Shopping for new jeans with my mom last night was positively traumatic. There I am in Jean Machine trying on EVERY pair of jeans in the entire store to the politely hostile employee. I kept asking if she had something more comfortable, something that didn’t look like it was painted-on, something that wouldn’t expose my ass crack when I bent over or my pubic hair when I wore anything less than a baggy sweatshirt over top.
I’m not saying I want to look frumpy or anything, but this was ridiculous. Most stores in malls have the same problem with variety. I finally ended up with a pair of men’s pants. I didn’t want anything that was going to make me self-conscious; I don’t want the fear of exposure dictate my physical movements. I don’t want to become one of those perpetually self-conscious girls wearing those short, flouncy skirts that are popular right now, walking with one hand on the back of the skirts to make sure her ass-smile isn’t showing. I find that skimpy clothes like that to be too confining.
Time to bust out the nerdy literary theory allusions. If Adorno and Horkheimer ever found themselves in a Jean Machine, they would probably declare that the store epitomizes what they describe as the “illusion of choice”. The large store and the range of color shades, lengths, pocket shapes and other trivial discrepancies mask the fact that every freaking pair of jeans is exactly the same!
This means that shoppers feel like they have many choices so they can pick something that suits them the best. but really the choice has already been made for them. Just try and find jeans that defer from the basic mass-produced style. They simply don’t exist in malls.

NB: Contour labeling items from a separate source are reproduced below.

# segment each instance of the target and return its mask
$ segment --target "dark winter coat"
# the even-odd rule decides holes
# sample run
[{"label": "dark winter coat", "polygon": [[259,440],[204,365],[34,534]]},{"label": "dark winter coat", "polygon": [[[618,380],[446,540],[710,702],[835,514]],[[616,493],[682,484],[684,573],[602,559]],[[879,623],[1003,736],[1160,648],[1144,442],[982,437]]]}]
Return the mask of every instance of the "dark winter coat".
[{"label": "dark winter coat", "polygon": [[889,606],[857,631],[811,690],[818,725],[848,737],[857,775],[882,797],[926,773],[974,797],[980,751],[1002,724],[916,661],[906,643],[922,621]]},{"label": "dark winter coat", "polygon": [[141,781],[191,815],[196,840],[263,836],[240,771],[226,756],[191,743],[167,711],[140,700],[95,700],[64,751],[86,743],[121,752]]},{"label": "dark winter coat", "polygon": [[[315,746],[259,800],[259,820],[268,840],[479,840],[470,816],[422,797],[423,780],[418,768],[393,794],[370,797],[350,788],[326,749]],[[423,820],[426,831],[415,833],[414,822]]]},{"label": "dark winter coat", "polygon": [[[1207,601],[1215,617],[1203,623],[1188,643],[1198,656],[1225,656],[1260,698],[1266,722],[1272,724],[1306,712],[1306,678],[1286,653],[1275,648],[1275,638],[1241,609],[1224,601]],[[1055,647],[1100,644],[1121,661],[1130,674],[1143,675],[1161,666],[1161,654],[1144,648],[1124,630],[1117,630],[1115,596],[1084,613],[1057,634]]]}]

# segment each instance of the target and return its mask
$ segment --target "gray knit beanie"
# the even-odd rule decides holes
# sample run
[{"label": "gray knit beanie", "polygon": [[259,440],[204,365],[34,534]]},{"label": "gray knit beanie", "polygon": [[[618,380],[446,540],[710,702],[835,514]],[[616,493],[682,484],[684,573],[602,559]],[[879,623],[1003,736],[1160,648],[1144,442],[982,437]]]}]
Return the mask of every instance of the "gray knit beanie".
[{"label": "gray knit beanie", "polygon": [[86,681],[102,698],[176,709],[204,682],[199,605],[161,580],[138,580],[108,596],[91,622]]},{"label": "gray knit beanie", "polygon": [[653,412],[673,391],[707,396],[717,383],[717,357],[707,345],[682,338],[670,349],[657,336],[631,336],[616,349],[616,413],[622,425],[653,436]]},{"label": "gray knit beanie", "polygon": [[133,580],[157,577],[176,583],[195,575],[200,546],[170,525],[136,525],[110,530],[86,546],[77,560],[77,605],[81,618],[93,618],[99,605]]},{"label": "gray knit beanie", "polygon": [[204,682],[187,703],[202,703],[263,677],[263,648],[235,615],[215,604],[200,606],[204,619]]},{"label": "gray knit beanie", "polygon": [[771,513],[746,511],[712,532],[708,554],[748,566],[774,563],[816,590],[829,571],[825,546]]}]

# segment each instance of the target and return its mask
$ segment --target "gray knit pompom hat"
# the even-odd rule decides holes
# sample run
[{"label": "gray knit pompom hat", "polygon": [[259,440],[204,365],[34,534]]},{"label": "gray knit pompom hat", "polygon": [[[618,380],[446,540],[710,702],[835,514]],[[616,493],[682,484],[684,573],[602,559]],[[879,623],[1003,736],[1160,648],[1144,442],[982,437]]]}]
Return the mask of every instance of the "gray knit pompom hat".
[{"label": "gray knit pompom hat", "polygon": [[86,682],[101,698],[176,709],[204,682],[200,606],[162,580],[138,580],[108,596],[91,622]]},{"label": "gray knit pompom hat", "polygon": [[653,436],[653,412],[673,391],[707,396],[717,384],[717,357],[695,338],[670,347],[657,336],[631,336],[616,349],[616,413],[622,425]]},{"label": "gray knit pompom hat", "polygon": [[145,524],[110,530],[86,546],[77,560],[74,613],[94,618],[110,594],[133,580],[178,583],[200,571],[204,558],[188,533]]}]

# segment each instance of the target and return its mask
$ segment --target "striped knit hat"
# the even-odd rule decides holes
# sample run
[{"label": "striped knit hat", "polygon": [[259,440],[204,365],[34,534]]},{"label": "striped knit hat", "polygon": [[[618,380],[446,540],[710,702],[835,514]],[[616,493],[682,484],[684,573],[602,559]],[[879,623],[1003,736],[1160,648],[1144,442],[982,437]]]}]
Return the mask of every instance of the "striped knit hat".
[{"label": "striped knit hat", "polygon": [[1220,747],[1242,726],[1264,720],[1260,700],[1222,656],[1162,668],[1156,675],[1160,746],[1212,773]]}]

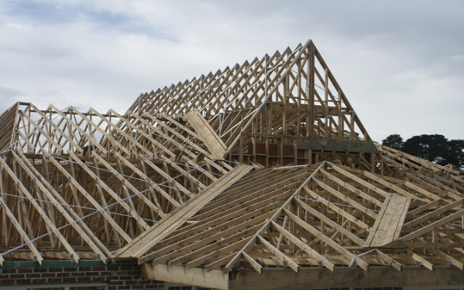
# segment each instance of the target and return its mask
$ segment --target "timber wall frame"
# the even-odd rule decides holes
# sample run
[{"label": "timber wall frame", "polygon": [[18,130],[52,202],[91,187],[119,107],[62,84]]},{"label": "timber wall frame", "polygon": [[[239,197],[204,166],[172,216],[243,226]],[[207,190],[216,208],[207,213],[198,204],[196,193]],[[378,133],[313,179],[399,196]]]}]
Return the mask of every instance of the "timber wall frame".
[{"label": "timber wall frame", "polygon": [[220,289],[464,269],[463,172],[373,142],[311,41],[123,114],[18,102],[0,124],[0,264],[131,260]]}]

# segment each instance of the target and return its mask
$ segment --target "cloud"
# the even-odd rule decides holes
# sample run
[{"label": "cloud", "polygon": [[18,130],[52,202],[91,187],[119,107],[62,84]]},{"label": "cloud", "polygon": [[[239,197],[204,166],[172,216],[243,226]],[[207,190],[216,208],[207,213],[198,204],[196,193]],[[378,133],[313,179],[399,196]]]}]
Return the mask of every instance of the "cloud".
[{"label": "cloud", "polygon": [[0,109],[21,98],[124,112],[141,93],[311,38],[375,140],[464,138],[452,129],[464,123],[463,10],[460,1],[2,1],[0,87],[27,93]]}]

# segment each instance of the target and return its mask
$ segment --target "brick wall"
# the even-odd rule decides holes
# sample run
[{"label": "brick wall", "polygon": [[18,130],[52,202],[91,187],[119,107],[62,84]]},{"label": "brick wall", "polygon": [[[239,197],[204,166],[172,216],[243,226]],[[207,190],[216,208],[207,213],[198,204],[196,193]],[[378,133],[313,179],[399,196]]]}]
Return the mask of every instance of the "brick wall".
[{"label": "brick wall", "polygon": [[[134,263],[105,265],[98,261],[9,262],[0,267],[0,289],[7,285],[34,285],[89,282],[108,283],[109,290],[163,289],[163,282],[143,279],[140,266]],[[8,263],[8,262],[5,262]],[[35,264],[34,264],[35,263]],[[84,286],[84,285],[82,285]]]}]

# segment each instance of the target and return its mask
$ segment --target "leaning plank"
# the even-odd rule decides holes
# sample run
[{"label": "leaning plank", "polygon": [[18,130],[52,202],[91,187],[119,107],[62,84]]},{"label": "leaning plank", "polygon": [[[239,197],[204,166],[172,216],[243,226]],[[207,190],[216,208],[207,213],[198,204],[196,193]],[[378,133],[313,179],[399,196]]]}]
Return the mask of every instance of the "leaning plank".
[{"label": "leaning plank", "polygon": [[139,258],[142,263],[151,260],[150,255],[145,255],[158,242],[168,237],[172,232],[179,228],[182,225],[198,212],[208,202],[220,194],[230,185],[248,173],[253,167],[239,165],[233,170],[222,176],[215,183],[210,185],[202,192],[197,194],[180,207],[175,210],[170,215],[162,219],[154,225],[150,230],[145,232],[121,248],[113,255],[114,259],[124,259],[130,257]]},{"label": "leaning plank", "polygon": [[364,246],[380,247],[398,239],[410,203],[411,199],[389,194],[384,201]]},{"label": "leaning plank", "polygon": [[189,111],[186,114],[192,127],[198,134],[198,138],[204,143],[215,159],[224,159],[226,146],[197,109]]},{"label": "leaning plank", "polygon": [[16,230],[19,233],[19,235],[21,235],[21,237],[23,239],[23,242],[25,243],[25,244],[27,244],[30,251],[34,254],[34,256],[37,259],[39,264],[42,265],[42,262],[44,261],[44,258],[42,257],[42,255],[40,255],[40,253],[39,253],[37,248],[35,248],[35,246],[34,244],[33,244],[30,239],[29,239],[29,237],[24,231],[24,229],[23,229],[23,227],[21,226],[21,224],[18,220],[16,219],[16,217],[15,217],[15,215],[11,212],[11,210],[10,210],[8,206],[6,204],[5,201],[3,201],[3,199],[1,198],[1,197],[0,197],[0,207],[3,208],[4,212],[6,213],[6,215],[10,218],[11,223],[13,224],[13,226],[15,226]]}]

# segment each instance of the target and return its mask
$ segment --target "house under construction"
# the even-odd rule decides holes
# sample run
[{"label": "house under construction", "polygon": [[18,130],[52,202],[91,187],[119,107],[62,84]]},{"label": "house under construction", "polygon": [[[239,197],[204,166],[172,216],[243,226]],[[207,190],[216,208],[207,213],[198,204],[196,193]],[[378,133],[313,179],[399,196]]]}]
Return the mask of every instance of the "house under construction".
[{"label": "house under construction", "polygon": [[464,289],[464,172],[373,142],[311,41],[125,113],[15,104],[0,229],[0,289]]}]

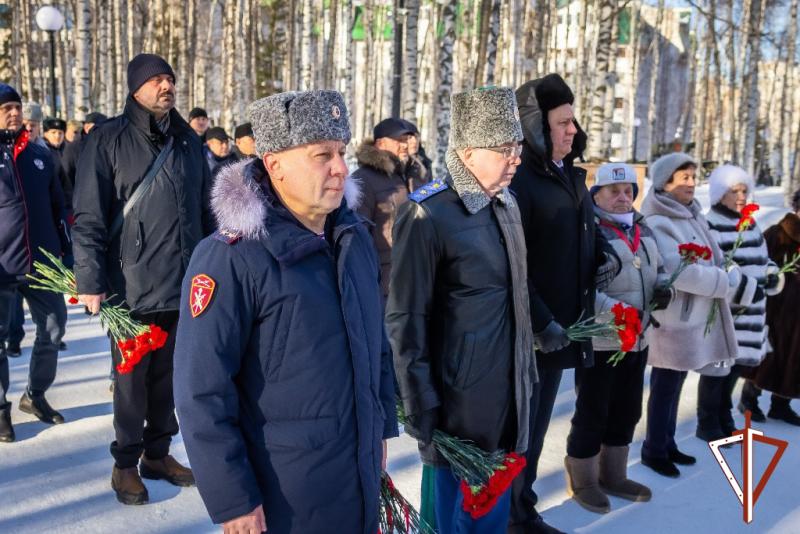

Does anyone remember the Spice Girls? This group of women is marketed as an eclectic bunch of original and distinctive people while in fact they resemble everyone else in the mass media. They’re like Barbie Doll moulds with different hair color and different skin-colored goo poured into the same mould. They all dress in equally revealing clothes, each bearing some cultural symbol to indicate her simplistic character. A long blue pants with a white stripe down the side denotes that one is “sporty” (whatever that even means). Besides, I have never met anyone who could be pinned down by one single vague and meaningless adjective.
It was a common joke among my friends at Catholic high school that on the one day a month when we could wear something other than our uniforms, all the kids who complained about how lame it was to have to wear ugly uniforms would showed up dressed exactly the same as each other anyway, sporting the latest styles from The Gap, Jacob, AE and other stores found in malls. Although I also complained at the time about the uniforms, it was the days when we could wear our own clothes that the kids who couldn’t afford to shop at The Gap or Abercrombie and Fitch really stood out. In that sense, the uniforms had a very positive social leveling effect. I also thought at the time that forcing kids to wear uniforms infringed on our expression of individuality, though now I find it strange that individuality was equated with clothing and outward image rather than behavior or choices.
I said jokingly once that everyone should be forced to wear uniforms. My comment was met with shocked expressions and someone called me a fascist. The mass media markets to women an unattainble standard of “beauty” and offers no alternative, only the illusion of choice. This process creates a cycle of perpetual consumption. Having eveyone wear uniforms all the time didn’t seem like such a bad idea once I realized we are all doing it anyhow at an incalculable cost.